Improving the Robustness of QA Systems through Data Augmentation and Mixture of Experts

Despite the stunning achievements of question answering (QA) systems in recent years, existing neural models tend to fail when they generalize beyond the in-domain distributions. This project seeks to improve the robustness of these QA systems to unseen domains through a combination of Easy Data Augmentation (EDA) and Mixture of Experts (MoE) techniques. As baseline, we finetuned a pre-trained DistilBERT model with Natural Questions, NewsQA and SQuAD datasets using the default configurations and evaluated the model performance on the out-of-domain datasets, including RelationExtraction, DuoRC, and RACE. After obtaining our second baseline by including a small number of training examples from our out-of-domain datasets, we ran two rounds of hyperparameters tuning through random search. Based on the best performing set of hyperparameters, we then augmented our out-of-domain datasets using the EDA techniques and analyzed the effects of each technique through a series of experiments. Finally, we implemented an MoE model with three experts and a two-layer bi-directional LSTM followed by a linear layer as the gating function.
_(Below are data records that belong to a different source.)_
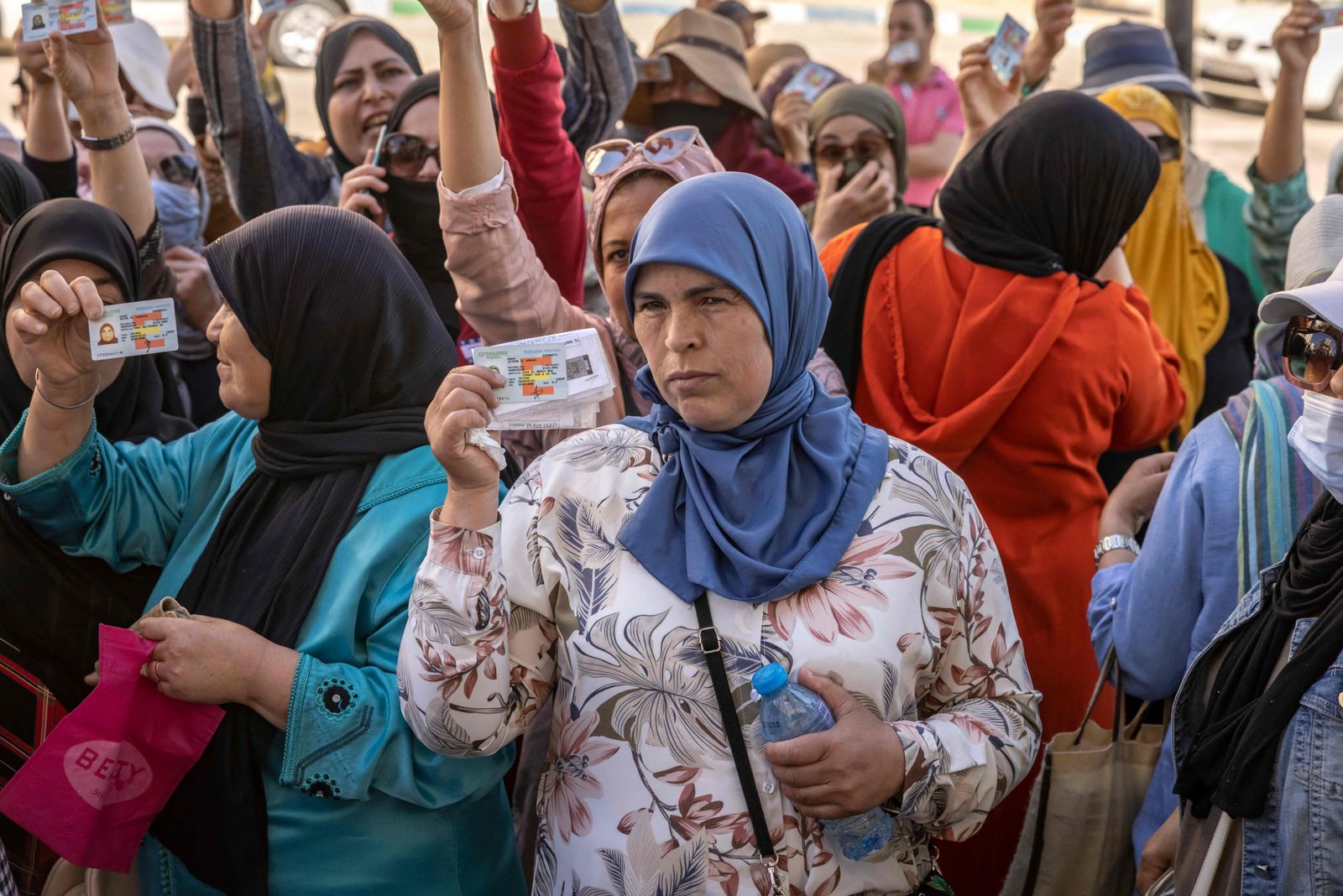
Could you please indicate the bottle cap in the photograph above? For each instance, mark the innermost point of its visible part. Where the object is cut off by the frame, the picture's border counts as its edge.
(770, 679)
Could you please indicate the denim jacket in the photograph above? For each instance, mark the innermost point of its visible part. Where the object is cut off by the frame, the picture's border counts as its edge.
(1296, 846)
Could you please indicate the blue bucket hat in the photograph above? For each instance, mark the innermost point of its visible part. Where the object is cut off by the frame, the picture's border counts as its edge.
(1134, 54)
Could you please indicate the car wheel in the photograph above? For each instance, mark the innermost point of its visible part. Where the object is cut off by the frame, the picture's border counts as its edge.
(297, 31)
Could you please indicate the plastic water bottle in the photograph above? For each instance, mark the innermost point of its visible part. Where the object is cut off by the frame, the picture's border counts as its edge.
(789, 710)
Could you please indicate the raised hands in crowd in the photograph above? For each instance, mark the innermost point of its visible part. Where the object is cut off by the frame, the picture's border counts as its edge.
(886, 399)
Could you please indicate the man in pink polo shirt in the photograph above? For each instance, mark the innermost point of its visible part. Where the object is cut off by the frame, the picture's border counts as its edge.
(927, 96)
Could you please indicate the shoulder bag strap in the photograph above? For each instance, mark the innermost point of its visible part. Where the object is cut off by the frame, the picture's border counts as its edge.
(712, 649)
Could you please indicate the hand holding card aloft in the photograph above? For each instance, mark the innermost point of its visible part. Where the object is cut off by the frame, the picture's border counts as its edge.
(51, 322)
(810, 81)
(1007, 47)
(136, 327)
(42, 19)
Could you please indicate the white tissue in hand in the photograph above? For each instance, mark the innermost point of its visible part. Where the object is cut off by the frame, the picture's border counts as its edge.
(485, 443)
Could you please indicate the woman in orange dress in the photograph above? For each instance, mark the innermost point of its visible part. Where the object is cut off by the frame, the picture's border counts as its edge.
(1009, 342)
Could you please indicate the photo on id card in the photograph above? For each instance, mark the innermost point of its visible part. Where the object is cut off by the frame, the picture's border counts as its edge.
(1006, 49)
(40, 19)
(537, 372)
(1333, 18)
(136, 327)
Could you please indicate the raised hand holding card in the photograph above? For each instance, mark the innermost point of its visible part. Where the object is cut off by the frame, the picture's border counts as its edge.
(136, 327)
(810, 81)
(1006, 49)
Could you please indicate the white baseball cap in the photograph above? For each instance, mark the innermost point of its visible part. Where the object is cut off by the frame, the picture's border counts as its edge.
(1322, 300)
(144, 60)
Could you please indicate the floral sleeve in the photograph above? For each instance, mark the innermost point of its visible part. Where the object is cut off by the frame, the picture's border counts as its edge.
(477, 663)
(978, 726)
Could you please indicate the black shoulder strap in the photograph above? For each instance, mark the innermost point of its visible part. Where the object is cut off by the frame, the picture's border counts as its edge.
(712, 649)
(843, 338)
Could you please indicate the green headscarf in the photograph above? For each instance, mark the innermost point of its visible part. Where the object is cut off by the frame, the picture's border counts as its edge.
(872, 103)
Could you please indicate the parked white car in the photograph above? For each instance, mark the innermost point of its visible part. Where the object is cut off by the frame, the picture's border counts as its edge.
(293, 38)
(1235, 58)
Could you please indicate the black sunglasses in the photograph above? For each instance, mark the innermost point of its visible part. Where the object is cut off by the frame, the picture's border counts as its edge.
(1168, 148)
(406, 154)
(1313, 352)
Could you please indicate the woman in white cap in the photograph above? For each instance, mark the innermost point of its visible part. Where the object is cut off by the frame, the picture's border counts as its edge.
(1257, 721)
(1229, 503)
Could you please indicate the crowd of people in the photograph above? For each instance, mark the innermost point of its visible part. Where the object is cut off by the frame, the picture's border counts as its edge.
(903, 373)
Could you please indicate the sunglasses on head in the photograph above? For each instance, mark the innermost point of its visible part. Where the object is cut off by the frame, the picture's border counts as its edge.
(661, 148)
(1168, 148)
(405, 154)
(865, 149)
(1313, 352)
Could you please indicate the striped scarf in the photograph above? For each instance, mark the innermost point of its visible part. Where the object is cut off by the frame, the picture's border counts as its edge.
(1276, 490)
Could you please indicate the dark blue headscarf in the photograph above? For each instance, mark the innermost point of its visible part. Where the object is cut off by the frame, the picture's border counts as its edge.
(769, 508)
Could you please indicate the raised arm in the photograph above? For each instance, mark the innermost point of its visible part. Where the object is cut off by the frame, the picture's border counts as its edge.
(85, 66)
(504, 290)
(47, 147)
(1053, 19)
(265, 170)
(476, 659)
(546, 167)
(1278, 174)
(599, 78)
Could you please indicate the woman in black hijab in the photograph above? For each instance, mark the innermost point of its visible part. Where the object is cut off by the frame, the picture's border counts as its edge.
(1000, 342)
(54, 602)
(411, 197)
(292, 530)
(363, 66)
(19, 190)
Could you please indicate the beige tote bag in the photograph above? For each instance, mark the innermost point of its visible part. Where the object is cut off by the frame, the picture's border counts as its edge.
(1078, 836)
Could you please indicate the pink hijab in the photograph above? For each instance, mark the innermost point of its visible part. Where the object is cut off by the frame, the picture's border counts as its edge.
(695, 161)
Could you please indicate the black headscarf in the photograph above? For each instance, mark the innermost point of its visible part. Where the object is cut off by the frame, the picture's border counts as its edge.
(329, 58)
(1052, 187)
(1231, 754)
(54, 602)
(131, 408)
(413, 207)
(356, 354)
(19, 190)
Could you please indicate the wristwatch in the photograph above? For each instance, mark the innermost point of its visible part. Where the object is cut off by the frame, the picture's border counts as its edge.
(1114, 544)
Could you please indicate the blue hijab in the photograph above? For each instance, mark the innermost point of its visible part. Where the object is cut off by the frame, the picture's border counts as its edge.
(771, 506)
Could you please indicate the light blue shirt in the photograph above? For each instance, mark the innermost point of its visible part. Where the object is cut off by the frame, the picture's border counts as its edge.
(355, 804)
(1165, 608)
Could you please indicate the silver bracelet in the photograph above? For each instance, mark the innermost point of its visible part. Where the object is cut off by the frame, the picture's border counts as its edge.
(37, 383)
(1115, 544)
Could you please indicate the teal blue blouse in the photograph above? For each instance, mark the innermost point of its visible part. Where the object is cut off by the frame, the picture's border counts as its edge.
(356, 805)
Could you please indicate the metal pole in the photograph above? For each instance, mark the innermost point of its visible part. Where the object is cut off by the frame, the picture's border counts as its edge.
(1179, 23)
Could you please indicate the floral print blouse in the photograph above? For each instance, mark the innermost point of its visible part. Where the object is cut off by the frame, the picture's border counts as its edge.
(640, 793)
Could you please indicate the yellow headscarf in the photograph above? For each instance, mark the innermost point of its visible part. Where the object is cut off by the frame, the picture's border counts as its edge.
(1179, 273)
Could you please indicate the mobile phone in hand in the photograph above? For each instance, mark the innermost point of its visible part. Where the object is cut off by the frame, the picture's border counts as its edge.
(378, 160)
(850, 169)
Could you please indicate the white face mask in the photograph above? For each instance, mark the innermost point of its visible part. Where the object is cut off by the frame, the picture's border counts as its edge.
(1318, 438)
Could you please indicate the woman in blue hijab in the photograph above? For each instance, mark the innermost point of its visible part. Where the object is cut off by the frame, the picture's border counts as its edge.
(750, 518)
Both the data augmentation technique and the mixture-of-expert approach demonstrated capability to improve the robustness of DistilBERT-based QA systems, and a combination of the two methods brings even further improvement. The combined approach increased the F1 and EM scores on the dev set by 15.03% and 14.87%, respectively, compared to the baseline, and achieved an F1 score of 62.062 and an EM score of 42.317 on the test leaderboard.